Sunday, 1 July 2018

It's not what you think...

"A man who is eating a meal, lying with his wife or preparing to go to sleep in thankfulness and humility, is, by Christian standards, in an infinitely higher state than one reading Plato or listening to Bach in a state of pride".  C S Lewis.

"The only way I can know I am loved is to know that I'm forgiven - that I am not the ass that I could so easily conclude I am. I fail everyday (that's me). I hardly pray at all because. well, who cares what I think?"  Don Dickinson.  

Bad theology starts when we loose it - not our calm, exterior demeanor or our feeling good garb, but what, as the above quotes suggest, makes us, defines "us".

There has to be more than living gripped by the choke-hold of human pride.

"We err and hurt on a regular basis, we are intimately acquainted with just how unworthy we are of the gift that’s been given us", notes Mr Dickinson, but because the price for that was paid by someone else's blood (as Chris Pratt recently stated as an MTV award ceremony) - that alone makes the profane sacred.

The problem so often isn't the gracious offer that Christ and the Gospel makes to us - inviting us to take on the rest (peace and mercy) that Christ wishes to place upon us (Matthew 11:28 & 29) - the problem so often is "why should I"? Why should I 'rest' in anything other than my own doing?

Well...
It doesn't take much to beguile me.
A bit of commendation, a good feeling, sunshine, even a look in the mirror, and I can be tripping over my own ego before I've even recognized it (and of course, the trouble is most of the time, I don't!). That's why we find honest and meaningful statements that touch on our weaknesses so hard to take. We don't like to see our supposed 'value' brought into even the possibility of disrepute.
Being wrong, especially when it comes to actually seeing us, is our immediate de-fault position. We prefer to dress ourselves with what we think we are, and easily miss what's really going on.

The good news is that God has done everything necessary anyway - in spite of our stumbling around and totally missing what counts, God has stepped in and says, 'come on home'.
If your religion boils down to "I'm doing" or "I will achieve" then you'll always be trying to get there. God tells us to get over ourselves and put our trust in His making us His.

It isn't "my" (acts, words, attitudes, etc) that changes anything. Will your worrying, asks Jesus, add one moment to your life (actually, it's more likely to shorten it!), so if it cannot do something so small, why do we spend so much time doing it? 

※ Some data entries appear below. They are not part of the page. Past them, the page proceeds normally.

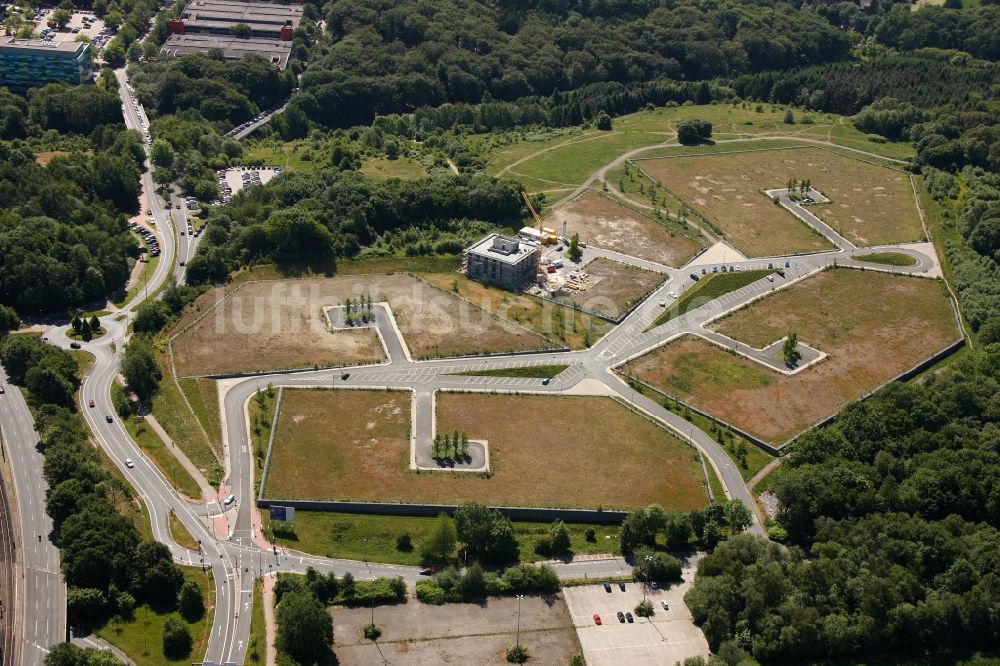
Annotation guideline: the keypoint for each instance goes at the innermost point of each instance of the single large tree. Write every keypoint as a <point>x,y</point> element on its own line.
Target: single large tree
<point>440,543</point>
<point>305,629</point>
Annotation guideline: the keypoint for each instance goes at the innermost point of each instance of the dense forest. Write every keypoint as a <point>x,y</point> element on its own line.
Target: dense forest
<point>63,234</point>
<point>108,568</point>
<point>897,506</point>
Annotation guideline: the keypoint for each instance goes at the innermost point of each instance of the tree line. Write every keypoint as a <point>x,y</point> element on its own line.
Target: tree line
<point>892,512</point>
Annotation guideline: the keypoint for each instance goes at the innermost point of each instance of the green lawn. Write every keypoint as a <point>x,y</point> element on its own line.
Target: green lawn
<point>156,449</point>
<point>709,288</point>
<point>147,272</point>
<point>257,645</point>
<point>373,537</point>
<point>142,637</point>
<point>887,258</point>
<point>183,426</point>
<point>533,371</point>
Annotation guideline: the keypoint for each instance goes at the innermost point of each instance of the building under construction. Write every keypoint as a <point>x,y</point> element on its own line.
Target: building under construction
<point>503,261</point>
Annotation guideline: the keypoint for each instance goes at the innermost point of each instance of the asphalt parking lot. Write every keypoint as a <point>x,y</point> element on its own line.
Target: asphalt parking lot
<point>667,637</point>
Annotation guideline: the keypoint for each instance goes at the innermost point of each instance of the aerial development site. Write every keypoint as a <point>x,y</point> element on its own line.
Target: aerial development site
<point>353,332</point>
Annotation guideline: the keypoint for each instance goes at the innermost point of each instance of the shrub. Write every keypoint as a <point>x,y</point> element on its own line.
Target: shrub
<point>517,654</point>
<point>177,641</point>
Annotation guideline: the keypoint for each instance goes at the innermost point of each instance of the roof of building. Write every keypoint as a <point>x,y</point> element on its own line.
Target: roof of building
<point>502,248</point>
<point>226,13</point>
<point>233,48</point>
<point>57,49</point>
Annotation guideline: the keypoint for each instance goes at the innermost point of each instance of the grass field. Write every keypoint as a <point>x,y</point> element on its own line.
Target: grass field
<point>709,288</point>
<point>373,537</point>
<point>604,222</point>
<point>280,324</point>
<point>404,167</point>
<point>613,287</point>
<point>574,329</point>
<point>869,204</point>
<point>185,427</point>
<point>887,258</point>
<point>556,163</point>
<point>366,456</point>
<point>141,638</point>
<point>531,371</point>
<point>872,325</point>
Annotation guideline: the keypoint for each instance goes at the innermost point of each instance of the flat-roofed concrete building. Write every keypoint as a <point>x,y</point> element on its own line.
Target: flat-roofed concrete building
<point>25,63</point>
<point>233,48</point>
<point>217,17</point>
<point>501,260</point>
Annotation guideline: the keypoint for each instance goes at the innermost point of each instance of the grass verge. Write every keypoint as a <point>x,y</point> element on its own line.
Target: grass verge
<point>539,371</point>
<point>373,537</point>
<point>887,258</point>
<point>708,289</point>
<point>141,638</point>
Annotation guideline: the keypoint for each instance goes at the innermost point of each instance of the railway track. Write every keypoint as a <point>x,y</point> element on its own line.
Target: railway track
<point>8,565</point>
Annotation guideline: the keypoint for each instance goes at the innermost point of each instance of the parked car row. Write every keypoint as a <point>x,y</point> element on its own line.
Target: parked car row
<point>149,237</point>
<point>260,116</point>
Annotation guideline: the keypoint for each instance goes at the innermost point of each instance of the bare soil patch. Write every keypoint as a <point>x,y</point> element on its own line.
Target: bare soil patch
<point>873,326</point>
<point>423,635</point>
<point>613,286</point>
<point>603,222</point>
<point>581,452</point>
<point>869,204</point>
<point>273,325</point>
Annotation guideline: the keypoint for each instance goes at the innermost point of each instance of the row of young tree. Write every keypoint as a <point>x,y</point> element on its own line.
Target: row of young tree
<point>893,510</point>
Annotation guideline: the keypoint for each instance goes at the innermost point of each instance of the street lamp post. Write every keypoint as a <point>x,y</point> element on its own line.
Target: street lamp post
<point>518,639</point>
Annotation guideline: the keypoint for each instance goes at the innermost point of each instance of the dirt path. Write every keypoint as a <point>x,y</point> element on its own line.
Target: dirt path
<point>762,472</point>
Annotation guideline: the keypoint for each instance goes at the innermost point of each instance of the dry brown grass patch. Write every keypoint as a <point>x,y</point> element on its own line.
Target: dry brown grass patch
<point>870,204</point>
<point>544,451</point>
<point>874,326</point>
<point>605,223</point>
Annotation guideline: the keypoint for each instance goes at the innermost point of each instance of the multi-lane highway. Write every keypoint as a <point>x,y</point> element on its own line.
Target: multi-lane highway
<point>235,554</point>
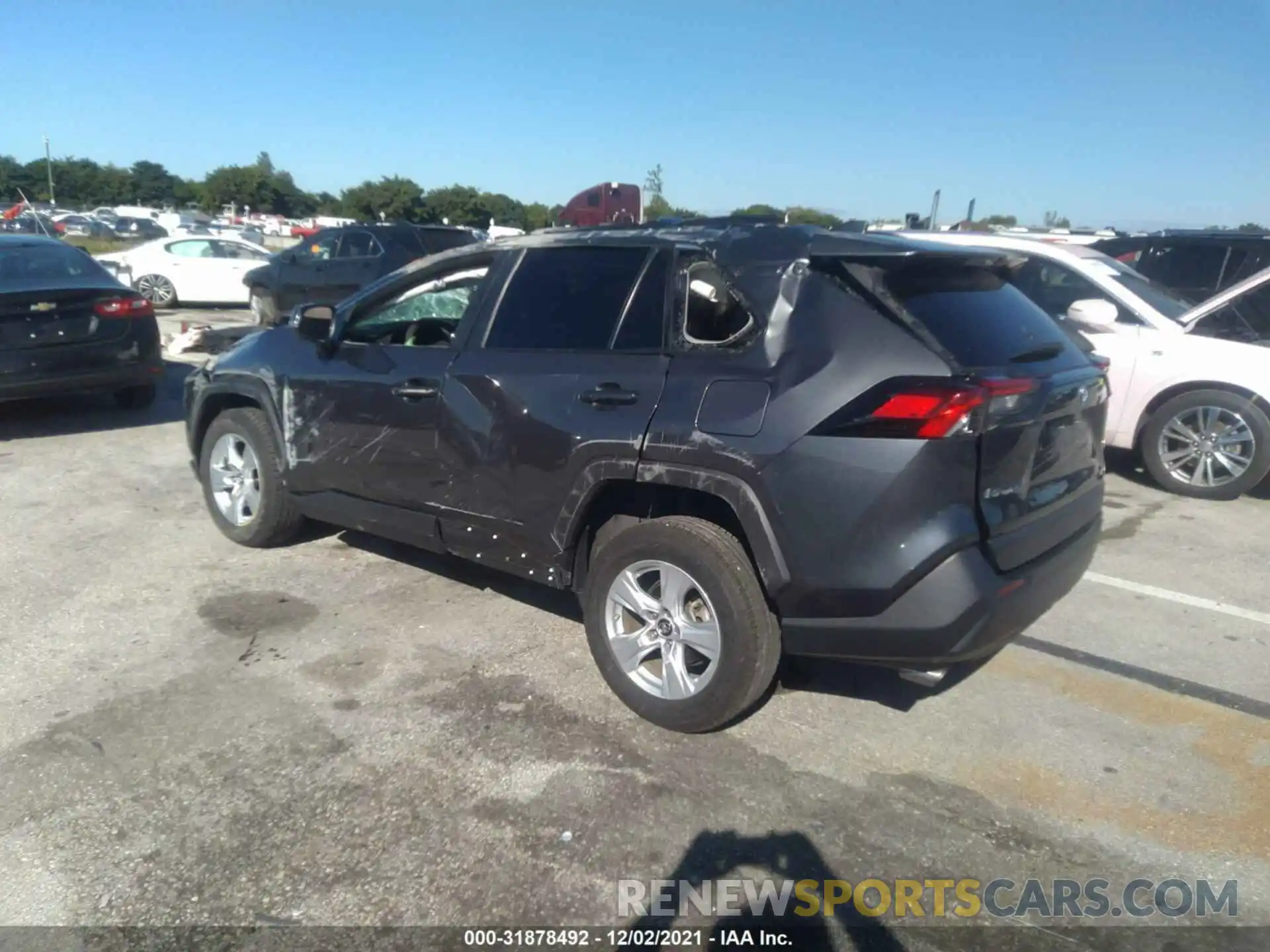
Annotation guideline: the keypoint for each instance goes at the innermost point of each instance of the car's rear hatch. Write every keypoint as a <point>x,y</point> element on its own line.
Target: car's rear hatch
<point>1043,414</point>
<point>56,317</point>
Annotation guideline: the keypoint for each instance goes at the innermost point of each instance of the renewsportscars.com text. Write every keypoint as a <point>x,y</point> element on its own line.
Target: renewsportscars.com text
<point>902,899</point>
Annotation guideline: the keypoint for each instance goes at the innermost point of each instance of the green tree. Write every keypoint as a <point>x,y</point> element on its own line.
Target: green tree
<point>458,205</point>
<point>539,216</point>
<point>241,186</point>
<point>657,207</point>
<point>396,198</point>
<point>812,216</point>
<point>153,184</point>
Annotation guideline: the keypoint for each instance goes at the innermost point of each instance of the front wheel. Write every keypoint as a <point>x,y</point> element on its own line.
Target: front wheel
<point>241,474</point>
<point>1206,444</point>
<point>157,290</point>
<point>679,625</point>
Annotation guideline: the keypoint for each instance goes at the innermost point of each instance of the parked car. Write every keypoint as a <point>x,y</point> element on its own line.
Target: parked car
<point>335,263</point>
<point>728,441</point>
<point>1195,264</point>
<point>189,268</point>
<point>139,229</point>
<point>1191,383</point>
<point>84,226</point>
<point>31,223</point>
<point>66,325</point>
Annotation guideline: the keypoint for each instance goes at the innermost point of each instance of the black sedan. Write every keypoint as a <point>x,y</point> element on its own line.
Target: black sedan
<point>66,325</point>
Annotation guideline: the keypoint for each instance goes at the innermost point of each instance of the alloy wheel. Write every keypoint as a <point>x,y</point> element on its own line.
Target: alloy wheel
<point>157,290</point>
<point>1206,446</point>
<point>663,630</point>
<point>234,474</point>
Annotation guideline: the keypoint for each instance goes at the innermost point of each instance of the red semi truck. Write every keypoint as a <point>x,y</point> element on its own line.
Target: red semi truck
<point>606,204</point>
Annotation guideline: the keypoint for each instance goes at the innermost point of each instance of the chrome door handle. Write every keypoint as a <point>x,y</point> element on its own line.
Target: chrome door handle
<point>414,393</point>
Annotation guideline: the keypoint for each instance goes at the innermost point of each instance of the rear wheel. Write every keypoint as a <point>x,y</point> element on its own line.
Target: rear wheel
<point>157,290</point>
<point>1208,444</point>
<point>241,474</point>
<point>136,397</point>
<point>679,623</point>
<point>265,309</point>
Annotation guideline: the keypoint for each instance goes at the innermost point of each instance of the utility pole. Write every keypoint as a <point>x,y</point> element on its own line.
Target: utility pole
<point>48,165</point>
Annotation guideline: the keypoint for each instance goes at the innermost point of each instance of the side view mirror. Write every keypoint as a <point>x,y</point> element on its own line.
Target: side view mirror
<point>1094,313</point>
<point>314,321</point>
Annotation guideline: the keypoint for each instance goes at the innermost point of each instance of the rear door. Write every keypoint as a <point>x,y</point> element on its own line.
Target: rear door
<point>566,374</point>
<point>1040,447</point>
<point>359,260</point>
<point>302,270</point>
<point>234,259</point>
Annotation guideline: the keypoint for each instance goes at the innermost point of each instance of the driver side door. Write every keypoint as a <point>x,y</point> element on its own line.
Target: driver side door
<point>379,394</point>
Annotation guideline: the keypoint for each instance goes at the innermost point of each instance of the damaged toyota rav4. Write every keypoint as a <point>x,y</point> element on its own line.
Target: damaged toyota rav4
<point>732,441</point>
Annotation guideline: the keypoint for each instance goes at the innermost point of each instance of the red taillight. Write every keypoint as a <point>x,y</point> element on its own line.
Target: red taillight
<point>934,414</point>
<point>124,307</point>
<point>927,411</point>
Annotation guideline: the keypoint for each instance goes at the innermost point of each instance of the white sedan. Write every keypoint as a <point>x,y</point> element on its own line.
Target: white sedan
<point>1191,383</point>
<point>189,268</point>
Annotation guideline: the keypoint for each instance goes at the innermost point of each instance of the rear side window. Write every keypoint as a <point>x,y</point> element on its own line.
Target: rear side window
<point>644,325</point>
<point>444,239</point>
<point>566,299</point>
<point>359,244</point>
<point>1184,267</point>
<point>980,317</point>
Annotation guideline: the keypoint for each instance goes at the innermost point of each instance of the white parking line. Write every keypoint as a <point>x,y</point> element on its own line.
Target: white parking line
<point>1180,598</point>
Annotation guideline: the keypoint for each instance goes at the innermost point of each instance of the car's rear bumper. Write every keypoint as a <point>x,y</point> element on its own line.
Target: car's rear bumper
<point>131,361</point>
<point>960,611</point>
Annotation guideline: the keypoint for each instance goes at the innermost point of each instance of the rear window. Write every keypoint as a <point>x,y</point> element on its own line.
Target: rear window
<point>980,317</point>
<point>444,239</point>
<point>566,299</point>
<point>23,264</point>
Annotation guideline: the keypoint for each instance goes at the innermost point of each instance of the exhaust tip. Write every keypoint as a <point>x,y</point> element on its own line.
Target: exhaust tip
<point>927,680</point>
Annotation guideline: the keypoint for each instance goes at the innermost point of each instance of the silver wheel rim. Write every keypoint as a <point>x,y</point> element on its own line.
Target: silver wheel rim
<point>157,288</point>
<point>1206,446</point>
<point>234,475</point>
<point>662,630</point>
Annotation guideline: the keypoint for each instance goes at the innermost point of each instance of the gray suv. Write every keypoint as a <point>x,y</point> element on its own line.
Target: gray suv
<point>732,441</point>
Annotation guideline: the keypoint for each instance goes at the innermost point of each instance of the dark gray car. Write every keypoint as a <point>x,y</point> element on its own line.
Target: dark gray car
<point>732,442</point>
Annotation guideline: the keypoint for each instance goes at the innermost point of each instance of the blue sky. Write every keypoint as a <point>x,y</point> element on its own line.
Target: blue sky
<point>1129,112</point>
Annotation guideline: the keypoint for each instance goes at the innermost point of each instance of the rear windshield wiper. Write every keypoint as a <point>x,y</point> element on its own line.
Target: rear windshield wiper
<point>1046,352</point>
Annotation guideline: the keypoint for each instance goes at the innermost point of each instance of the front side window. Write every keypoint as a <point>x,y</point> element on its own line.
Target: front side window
<point>425,315</point>
<point>319,248</point>
<point>192,249</point>
<point>708,313</point>
<point>359,244</point>
<point>1184,267</point>
<point>239,253</point>
<point>567,299</point>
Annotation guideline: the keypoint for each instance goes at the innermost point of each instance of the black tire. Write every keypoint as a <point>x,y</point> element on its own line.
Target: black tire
<point>278,521</point>
<point>136,397</point>
<point>265,309</point>
<point>1251,414</point>
<point>751,636</point>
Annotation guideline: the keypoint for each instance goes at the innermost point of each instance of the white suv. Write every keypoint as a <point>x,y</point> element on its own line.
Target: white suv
<point>1191,383</point>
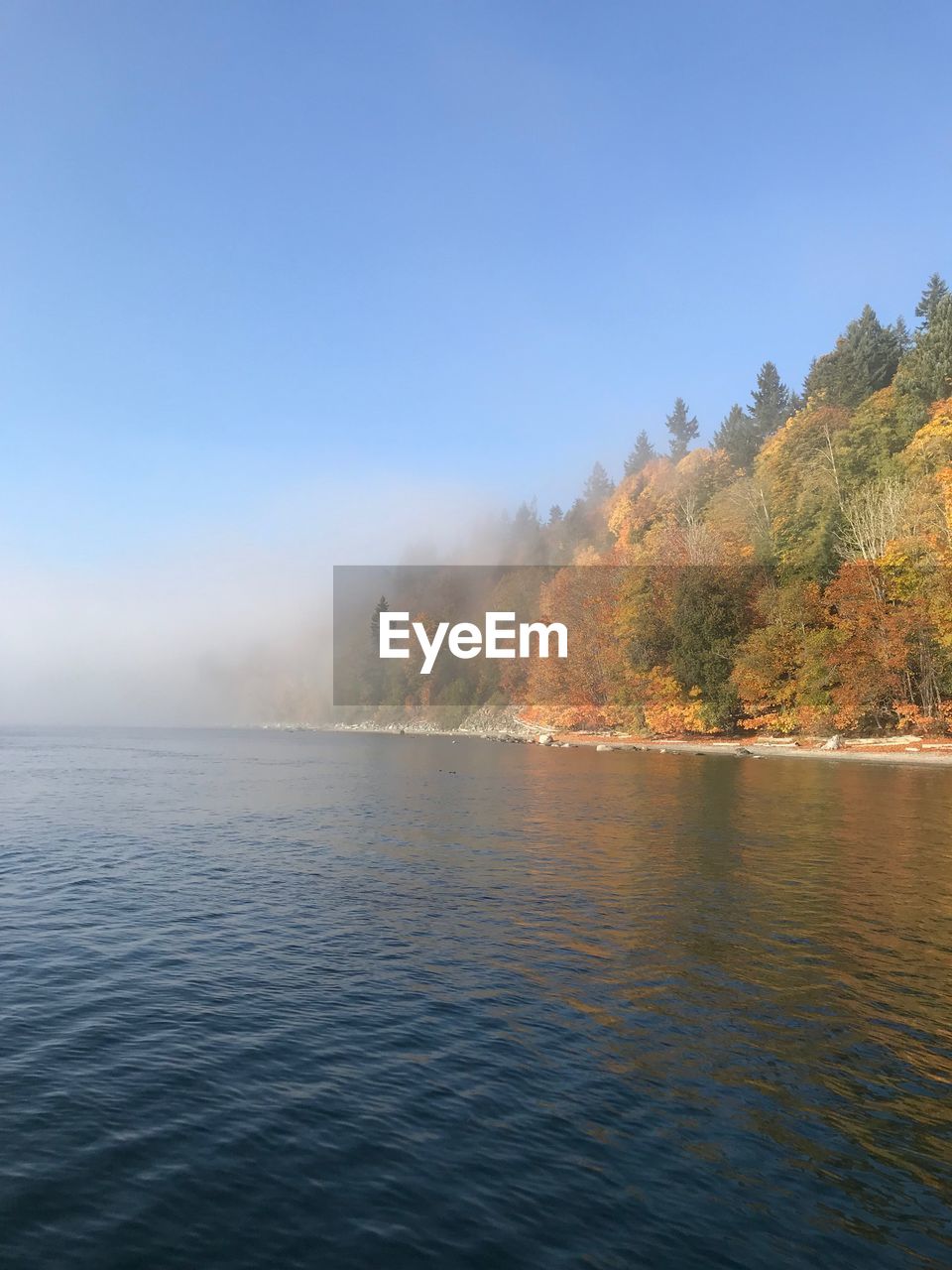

What's true of worry, is equally true of so much of what we do.

We're so strung out because... we're us.

Life needs to be about more - it's hearing the truth that cuts the chains of our slavery to self centeredness to find ourselves in someone who truly knows us and loves us anyway.

The ground won't hold beneath the already fractured image of me only without someone taking away the mask, the incarceration to an illusion and replacing it with a true and better humanity and destination.

Christ - to us, for us, with us - that's how things add up.